Abstract ID: A32
Abstract Title: The Femoral Nerve and its Relationship to the Lateral Circumflex Vessels
Poster Type: Poster
ABSTRACT BODY
Introduction: Femoral nerve blockade is effective for management of acute postoperative pain after knee surgery (1). Palpation of the femoral artery (FA) allows the anesthesiologist to avoid this large vessel, but other, smaller arteries and veins which lie in this region will not be readily palpable (2), increasing the risk of systemic local anesthetic toxicity. This study was undertaken to examine the relationships of neural and vascular structures in the femoral triangle. In particular, the location of the lateral circumflex artery (LCA) and its proximity to the inguinal crease was investigated.
Materials and Methods: Forty femoral triangle dissections were carried out in the lower extremities of 20 preserved cadavers. After removal of the skin and tela from the femoral triangle, the fascia lata, fascia iliacus and femoral vascular sheath were incised and entered with sharp dissection. Blunt dissection was then utilized to expose the femoral nerve, femoral vessels and their branches including the lateral circumflex artery and vein. Measurements were made of the relationships of these structures to each other and to the inguinal ligament and inguinal crease. Also, the depth of the LCA and FN were noted. This study was evaluated and approved by our institution's Committee on Research Involving the Dead.
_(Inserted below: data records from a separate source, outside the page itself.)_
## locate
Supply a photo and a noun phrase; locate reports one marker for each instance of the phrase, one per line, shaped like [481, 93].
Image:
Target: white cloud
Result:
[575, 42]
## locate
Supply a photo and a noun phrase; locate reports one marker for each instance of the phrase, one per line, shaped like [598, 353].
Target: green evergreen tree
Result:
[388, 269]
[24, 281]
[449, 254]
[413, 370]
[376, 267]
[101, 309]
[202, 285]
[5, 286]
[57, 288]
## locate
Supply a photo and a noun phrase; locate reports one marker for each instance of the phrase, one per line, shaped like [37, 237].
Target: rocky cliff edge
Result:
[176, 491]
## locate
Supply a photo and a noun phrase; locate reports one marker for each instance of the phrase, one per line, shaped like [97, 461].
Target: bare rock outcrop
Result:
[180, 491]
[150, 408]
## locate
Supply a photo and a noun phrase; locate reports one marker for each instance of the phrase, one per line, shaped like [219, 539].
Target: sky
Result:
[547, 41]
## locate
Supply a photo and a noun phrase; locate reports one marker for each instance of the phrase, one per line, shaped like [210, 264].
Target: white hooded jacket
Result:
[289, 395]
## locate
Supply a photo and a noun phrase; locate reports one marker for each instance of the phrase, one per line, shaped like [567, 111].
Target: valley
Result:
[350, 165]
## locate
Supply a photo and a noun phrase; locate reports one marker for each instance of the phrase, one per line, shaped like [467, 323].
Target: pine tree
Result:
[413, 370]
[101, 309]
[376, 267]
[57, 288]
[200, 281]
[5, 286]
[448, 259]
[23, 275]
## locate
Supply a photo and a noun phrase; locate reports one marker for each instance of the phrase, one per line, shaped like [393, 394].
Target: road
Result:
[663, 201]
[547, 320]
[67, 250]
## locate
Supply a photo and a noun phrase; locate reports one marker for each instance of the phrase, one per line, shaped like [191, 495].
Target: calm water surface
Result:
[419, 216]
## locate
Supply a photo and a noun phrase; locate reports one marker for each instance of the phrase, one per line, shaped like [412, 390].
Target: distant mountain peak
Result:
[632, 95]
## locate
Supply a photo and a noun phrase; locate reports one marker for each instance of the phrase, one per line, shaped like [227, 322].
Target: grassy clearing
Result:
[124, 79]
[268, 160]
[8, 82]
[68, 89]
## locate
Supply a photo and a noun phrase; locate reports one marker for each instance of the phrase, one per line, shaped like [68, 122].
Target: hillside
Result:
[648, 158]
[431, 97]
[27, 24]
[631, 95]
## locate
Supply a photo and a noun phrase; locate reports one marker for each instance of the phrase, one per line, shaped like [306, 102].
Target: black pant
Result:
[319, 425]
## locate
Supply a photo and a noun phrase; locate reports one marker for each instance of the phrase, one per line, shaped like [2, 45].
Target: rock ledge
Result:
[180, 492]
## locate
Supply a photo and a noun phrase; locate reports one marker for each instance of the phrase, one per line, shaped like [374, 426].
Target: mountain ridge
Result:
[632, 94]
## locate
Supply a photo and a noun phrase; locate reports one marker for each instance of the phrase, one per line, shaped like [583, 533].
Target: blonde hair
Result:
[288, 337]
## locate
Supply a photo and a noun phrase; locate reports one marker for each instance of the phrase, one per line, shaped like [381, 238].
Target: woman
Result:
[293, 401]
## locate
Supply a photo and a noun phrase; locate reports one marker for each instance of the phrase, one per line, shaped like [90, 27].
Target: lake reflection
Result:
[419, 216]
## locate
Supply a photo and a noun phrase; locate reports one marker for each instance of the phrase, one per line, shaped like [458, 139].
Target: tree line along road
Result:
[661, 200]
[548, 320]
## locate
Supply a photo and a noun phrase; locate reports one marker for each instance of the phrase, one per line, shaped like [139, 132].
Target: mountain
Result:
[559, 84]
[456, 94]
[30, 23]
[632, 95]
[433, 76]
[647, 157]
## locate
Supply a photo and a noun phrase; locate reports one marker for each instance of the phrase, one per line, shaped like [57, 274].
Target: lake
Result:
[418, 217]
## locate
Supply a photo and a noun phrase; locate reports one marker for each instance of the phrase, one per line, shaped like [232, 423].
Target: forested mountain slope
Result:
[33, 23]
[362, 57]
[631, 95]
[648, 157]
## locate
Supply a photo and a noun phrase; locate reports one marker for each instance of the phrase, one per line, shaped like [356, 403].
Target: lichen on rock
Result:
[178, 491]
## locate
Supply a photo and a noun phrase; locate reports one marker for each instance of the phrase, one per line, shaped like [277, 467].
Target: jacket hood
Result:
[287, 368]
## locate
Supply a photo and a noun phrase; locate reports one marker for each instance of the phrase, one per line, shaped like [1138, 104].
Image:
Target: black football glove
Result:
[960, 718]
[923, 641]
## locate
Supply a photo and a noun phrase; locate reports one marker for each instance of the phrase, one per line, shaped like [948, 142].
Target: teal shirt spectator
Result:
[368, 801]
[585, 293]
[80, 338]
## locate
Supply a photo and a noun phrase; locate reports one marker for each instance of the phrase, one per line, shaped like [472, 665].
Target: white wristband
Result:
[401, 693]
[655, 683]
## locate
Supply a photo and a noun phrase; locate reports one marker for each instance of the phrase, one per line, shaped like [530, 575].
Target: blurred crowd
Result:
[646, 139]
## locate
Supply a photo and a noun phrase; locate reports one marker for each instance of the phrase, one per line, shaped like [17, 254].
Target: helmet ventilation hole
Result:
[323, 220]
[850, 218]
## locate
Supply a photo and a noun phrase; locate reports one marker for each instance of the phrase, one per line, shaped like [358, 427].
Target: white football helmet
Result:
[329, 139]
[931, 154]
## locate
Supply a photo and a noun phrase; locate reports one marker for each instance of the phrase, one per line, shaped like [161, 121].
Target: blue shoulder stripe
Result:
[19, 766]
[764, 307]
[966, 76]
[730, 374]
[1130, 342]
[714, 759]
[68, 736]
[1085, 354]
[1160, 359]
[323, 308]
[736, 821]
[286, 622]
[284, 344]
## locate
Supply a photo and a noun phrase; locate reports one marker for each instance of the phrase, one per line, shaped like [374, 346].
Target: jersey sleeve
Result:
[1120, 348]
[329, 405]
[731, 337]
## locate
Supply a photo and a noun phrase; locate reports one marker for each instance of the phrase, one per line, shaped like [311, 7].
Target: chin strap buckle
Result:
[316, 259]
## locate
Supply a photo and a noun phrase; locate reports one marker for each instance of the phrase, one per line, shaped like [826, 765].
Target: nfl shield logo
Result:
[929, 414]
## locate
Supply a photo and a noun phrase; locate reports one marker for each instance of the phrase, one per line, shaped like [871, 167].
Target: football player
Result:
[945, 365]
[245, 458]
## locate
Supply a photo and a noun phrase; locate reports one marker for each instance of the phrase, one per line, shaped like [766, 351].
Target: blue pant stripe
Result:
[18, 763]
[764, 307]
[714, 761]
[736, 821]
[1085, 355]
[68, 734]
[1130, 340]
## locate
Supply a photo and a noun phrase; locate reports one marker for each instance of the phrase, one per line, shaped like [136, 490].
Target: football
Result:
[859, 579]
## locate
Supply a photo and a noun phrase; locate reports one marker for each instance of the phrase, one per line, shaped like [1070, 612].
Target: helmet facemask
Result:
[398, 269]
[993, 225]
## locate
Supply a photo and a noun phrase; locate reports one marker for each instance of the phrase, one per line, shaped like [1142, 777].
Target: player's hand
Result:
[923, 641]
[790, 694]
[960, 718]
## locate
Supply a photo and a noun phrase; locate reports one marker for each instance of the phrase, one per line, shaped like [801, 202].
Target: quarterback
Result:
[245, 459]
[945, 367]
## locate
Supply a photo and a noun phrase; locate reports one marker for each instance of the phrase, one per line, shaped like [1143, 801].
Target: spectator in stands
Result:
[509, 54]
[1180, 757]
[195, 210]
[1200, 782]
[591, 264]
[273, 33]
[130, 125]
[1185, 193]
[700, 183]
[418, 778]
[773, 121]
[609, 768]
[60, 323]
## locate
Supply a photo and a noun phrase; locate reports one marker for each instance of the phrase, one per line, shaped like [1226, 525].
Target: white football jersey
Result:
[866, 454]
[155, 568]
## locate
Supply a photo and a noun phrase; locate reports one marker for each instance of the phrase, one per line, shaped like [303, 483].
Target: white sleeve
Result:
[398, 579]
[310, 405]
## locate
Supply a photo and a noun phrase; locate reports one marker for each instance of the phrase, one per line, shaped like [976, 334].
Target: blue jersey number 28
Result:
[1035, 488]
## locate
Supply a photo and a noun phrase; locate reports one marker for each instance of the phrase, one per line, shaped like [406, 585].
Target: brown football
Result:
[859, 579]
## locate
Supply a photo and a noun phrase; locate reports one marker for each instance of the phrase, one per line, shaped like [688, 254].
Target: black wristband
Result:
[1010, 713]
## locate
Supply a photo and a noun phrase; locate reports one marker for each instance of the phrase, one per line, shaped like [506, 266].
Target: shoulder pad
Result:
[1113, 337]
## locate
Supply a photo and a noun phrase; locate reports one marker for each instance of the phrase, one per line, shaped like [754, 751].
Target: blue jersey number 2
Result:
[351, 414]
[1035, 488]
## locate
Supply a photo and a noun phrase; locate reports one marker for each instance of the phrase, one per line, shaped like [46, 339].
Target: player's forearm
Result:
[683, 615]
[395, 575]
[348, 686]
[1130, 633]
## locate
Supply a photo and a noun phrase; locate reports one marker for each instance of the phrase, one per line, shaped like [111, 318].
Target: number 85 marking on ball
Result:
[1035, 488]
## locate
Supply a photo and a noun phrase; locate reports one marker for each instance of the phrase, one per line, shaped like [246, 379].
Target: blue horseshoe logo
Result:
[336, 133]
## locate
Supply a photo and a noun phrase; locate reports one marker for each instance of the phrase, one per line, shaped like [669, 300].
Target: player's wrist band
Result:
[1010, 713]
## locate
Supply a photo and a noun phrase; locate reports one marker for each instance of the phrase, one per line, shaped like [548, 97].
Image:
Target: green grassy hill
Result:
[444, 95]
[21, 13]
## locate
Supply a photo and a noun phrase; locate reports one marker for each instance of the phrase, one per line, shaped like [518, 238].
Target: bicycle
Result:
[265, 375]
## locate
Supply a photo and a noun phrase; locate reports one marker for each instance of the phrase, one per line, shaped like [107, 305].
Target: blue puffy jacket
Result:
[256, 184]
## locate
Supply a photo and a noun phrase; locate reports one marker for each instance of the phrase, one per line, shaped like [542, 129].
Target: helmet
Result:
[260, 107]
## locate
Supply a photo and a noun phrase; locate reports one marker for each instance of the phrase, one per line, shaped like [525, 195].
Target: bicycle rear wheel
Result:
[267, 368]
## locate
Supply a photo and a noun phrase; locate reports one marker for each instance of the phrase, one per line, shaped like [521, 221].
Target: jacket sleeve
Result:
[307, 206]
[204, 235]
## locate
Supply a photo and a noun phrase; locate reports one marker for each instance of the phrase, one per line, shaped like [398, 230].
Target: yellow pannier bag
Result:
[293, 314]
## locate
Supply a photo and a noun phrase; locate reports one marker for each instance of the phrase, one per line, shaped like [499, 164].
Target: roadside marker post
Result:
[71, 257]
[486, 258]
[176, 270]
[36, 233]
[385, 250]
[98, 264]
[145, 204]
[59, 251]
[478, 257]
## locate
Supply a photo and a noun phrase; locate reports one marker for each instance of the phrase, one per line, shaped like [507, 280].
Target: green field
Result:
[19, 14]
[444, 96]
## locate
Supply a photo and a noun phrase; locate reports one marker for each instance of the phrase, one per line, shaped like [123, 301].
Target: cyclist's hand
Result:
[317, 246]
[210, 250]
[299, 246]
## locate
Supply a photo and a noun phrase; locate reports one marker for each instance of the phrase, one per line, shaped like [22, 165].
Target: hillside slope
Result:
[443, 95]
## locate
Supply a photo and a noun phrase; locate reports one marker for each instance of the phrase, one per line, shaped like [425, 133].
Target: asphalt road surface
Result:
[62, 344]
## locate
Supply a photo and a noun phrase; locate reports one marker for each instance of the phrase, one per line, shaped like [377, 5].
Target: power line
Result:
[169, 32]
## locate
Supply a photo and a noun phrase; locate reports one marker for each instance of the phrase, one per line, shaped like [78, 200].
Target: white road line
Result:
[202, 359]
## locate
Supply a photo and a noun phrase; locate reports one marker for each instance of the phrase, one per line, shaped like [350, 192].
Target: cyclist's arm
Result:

Results: Measurements presented as mean +/- standard deviation.
Distance from FA to FN (at inguinal ligament): 1.2cm +/- 0.4cm
Depth of FN (at inguinal ligament): 2.2cm +/-0.5
Distance from FA to FN (at inguinal crease): 1.4cm +/- 0.3cm
Depth of FN (at inguinal crease): 1.1 cm +/-0.5cm
Distance from inguinal crease to inguinal ligament: 5.1cm +/- 1.0cm
Distance from inguinal ligament to LCA: 5.7cm +/- 1.2cm
Depth of LCA: 1.7cm +/- 0.8cm
Dissections with LCA at or less than 1 cm from inguinal crease: 40%
Discussion: Significant variability was found in the relations of the FN and vessels in the femoral triangle. As in other studies, the FN lay deeper and closer to the FA at the level of inguinal ligament than at the inguinal crease (3). Other investigations have not characterized the presence of smaller arteries and veins which course laterally from the FA and femoral vein in the femoral triangle. In 40% of the specimens in this study, the LCA lay within 1cm of the inguinal crease, where needle insertion for femoral block typically occurs. These vessels are not detectable by palpation, and may pose a hazard of intravascular injection despite needle insertion at an apparently safe distance from the FA. In one study of femoral nerve block technique, the authors encountered vascular puncture lateral to the femoral artery pulsation in six per cent of patients (4). Thus, appreciation of this anatomy may prove helpful to the regional anesthesiologist.